Qu'en statuant ainsi, alors que la construction de bâtiments provisoires ne pouvait être assimilée à des travaux de réfection réalisés sur l'ouvrage affecté de désordres ou à la remise en état des ouvrages ou éléments d'équipement de l'opération de construction endommagés à la suite d'un sinistre, la cour d'appel a violé les textes susvisés"

Cass. 3è civ., 15 janvier 2014, 11-28781

La construction de bâtiments provisoire a pour finalité de prévenir des pertes d'exploitation et non pas de réparer l'ouvrage sinistré, constitue donc un préjudice immatériel relevant des garanties facultatives autorisant d'opposer les limites contractuelles du contrat d'assurances.

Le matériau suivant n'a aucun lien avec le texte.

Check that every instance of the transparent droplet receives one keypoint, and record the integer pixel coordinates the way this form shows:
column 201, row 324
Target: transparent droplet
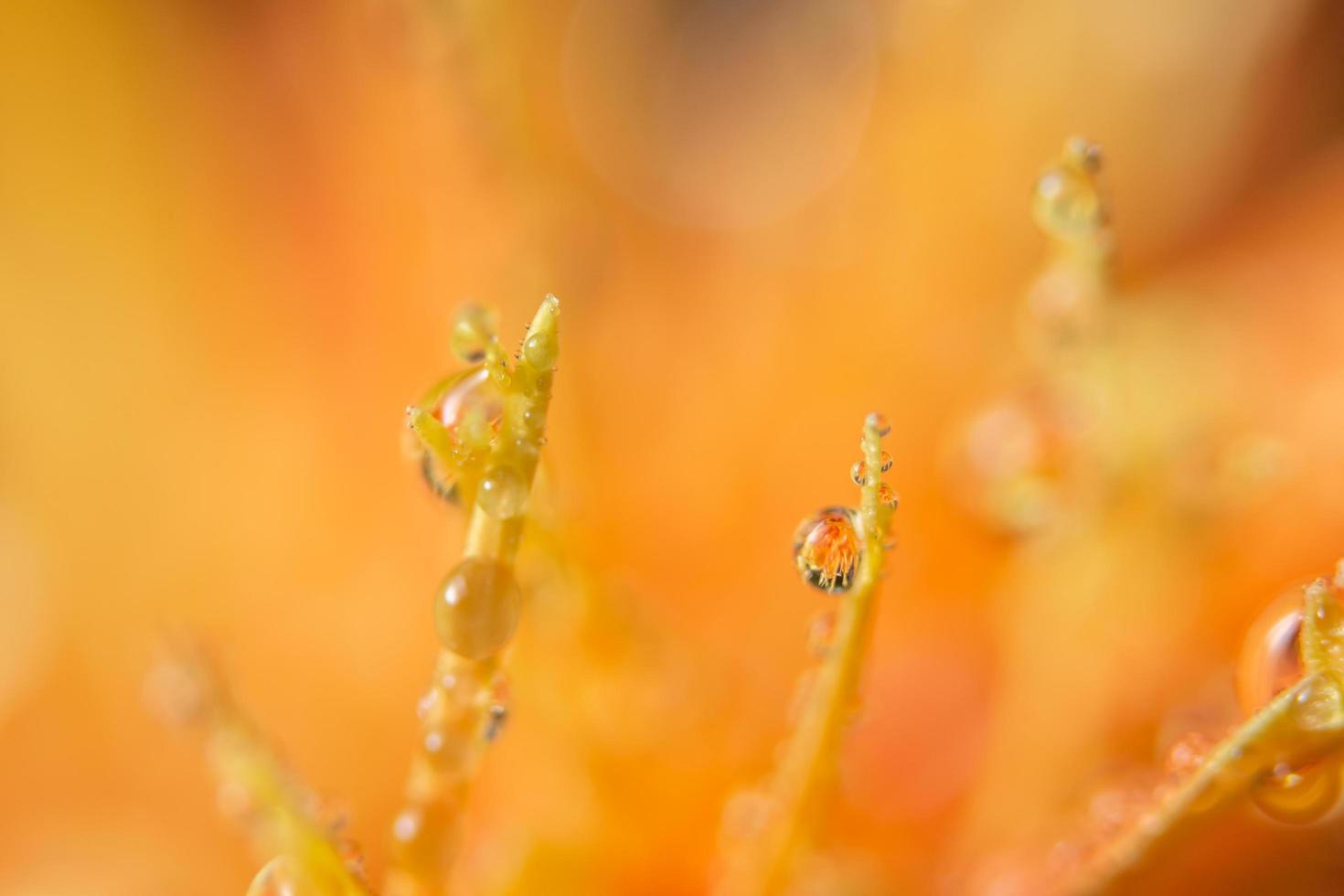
column 1187, row 753
column 1066, row 203
column 827, row 549
column 1318, row 706
column 283, row 876
column 1298, row 797
column 503, row 493
column 476, row 609
column 859, row 472
column 474, row 331
column 540, row 351
column 1270, row 660
column 469, row 406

A l'opposé, la Haute Cour considère que "la réparation des dommages matériels doit comprendre l'intégralité des sommes nécessaires à la réfection des ouvrages et, dans le cas d'ouvrages habités ou exploités, doit comprendre le coût des déménagements des matériels existants lorsque ces déménagements s'imposent pour la réalisation des travaux de réfection, tel étant le cas en présence d'une réfection intégrale du dallage"  et que les opérations de déménagement "concernent donc bien des postes annexes indispensables à la reprise matérielle des ouvrages et non des réparations de préjudices immatériels"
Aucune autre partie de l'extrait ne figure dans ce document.